Think everything from MS Office macro abuse to human drivers blindly following their GPS guidance into a lake. This can and most probabaly will be repeated with AI models, due to the prevalence of naive and over-trusting practitioners and consumers.


100%. Software takes time to make it secure, since after all it’s written by us flawed humans. The runtime that consumes the model files might have bugs, but those will be fixed over time.

How people use model outputs (or inputs; I.e prompt injections) is a whole other area ripe for exploits, especially while these technologies are being adopted by people who don’t really understand them. But I view this as fundamentally different than the above. A model format can be secure in that it won’t just randomly delete files on your computer. This is a computer science problem and thus provably securable. I guess that was the point I was trying to make when differentiating why they work vs how they work.
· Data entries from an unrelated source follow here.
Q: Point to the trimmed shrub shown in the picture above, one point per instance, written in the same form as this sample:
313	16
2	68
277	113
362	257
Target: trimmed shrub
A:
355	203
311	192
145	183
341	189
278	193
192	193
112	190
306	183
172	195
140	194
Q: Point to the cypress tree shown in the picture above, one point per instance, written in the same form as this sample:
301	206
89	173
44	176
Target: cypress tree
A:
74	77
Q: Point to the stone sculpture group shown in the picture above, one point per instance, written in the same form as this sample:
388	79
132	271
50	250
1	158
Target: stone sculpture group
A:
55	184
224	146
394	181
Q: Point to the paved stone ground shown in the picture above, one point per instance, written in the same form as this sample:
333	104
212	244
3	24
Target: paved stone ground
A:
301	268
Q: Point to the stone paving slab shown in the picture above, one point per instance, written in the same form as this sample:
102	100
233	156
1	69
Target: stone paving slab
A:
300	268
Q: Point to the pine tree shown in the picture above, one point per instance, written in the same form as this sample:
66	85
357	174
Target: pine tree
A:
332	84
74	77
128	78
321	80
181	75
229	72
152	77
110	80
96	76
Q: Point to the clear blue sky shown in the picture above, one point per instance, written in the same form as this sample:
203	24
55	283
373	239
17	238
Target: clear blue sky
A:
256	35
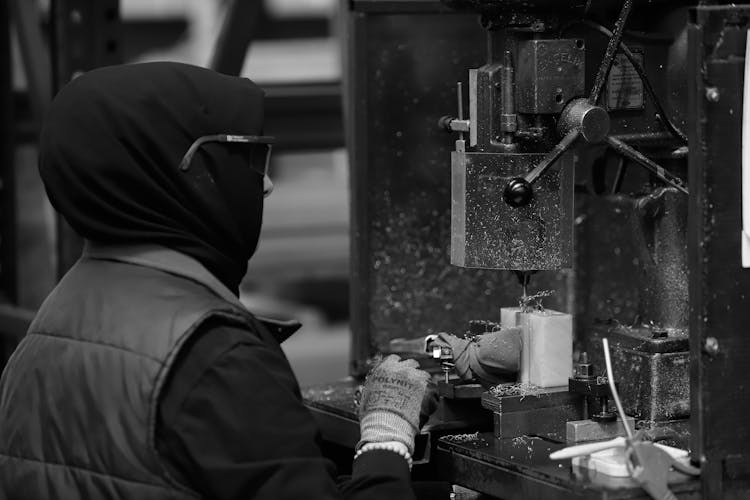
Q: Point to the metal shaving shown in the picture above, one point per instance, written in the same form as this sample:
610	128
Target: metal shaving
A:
522	389
462	438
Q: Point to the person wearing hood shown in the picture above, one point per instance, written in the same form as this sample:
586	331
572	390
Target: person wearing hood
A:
142	375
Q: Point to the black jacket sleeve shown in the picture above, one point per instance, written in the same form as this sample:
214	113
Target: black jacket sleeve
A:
232	426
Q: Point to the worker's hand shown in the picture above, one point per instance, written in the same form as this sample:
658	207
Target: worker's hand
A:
490	358
391	400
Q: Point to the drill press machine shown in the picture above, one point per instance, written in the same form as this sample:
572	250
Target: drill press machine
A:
599	144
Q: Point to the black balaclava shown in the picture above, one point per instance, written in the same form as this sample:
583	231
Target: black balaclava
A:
110	150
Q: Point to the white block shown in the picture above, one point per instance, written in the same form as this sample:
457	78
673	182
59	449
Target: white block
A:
547	354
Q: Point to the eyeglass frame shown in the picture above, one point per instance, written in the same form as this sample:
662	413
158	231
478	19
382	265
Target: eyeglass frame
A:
268	140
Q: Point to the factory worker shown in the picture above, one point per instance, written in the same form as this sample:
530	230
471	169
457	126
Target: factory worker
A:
143	376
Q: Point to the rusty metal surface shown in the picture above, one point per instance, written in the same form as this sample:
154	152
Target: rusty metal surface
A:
548	423
545	398
489	233
652	373
549	73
Would running models in VM mitigate the risk?


Depends, there are VM escapes.


Yeah but defense in depth. Now you have to own the VM and escape the VM, and the latter usually requires an attack against the exact VM you are running which may be hard to determine.


You'd have to do gpu passthrough if you want performance.


I think we need models to safeguard against models and then maybe hard coded rules to safeguard against those models missing out on things. It would be exceedingly hard to verify what all could be maliciously encoded in a billion parameter model waiting to be unleashed with the right sequence of tokens.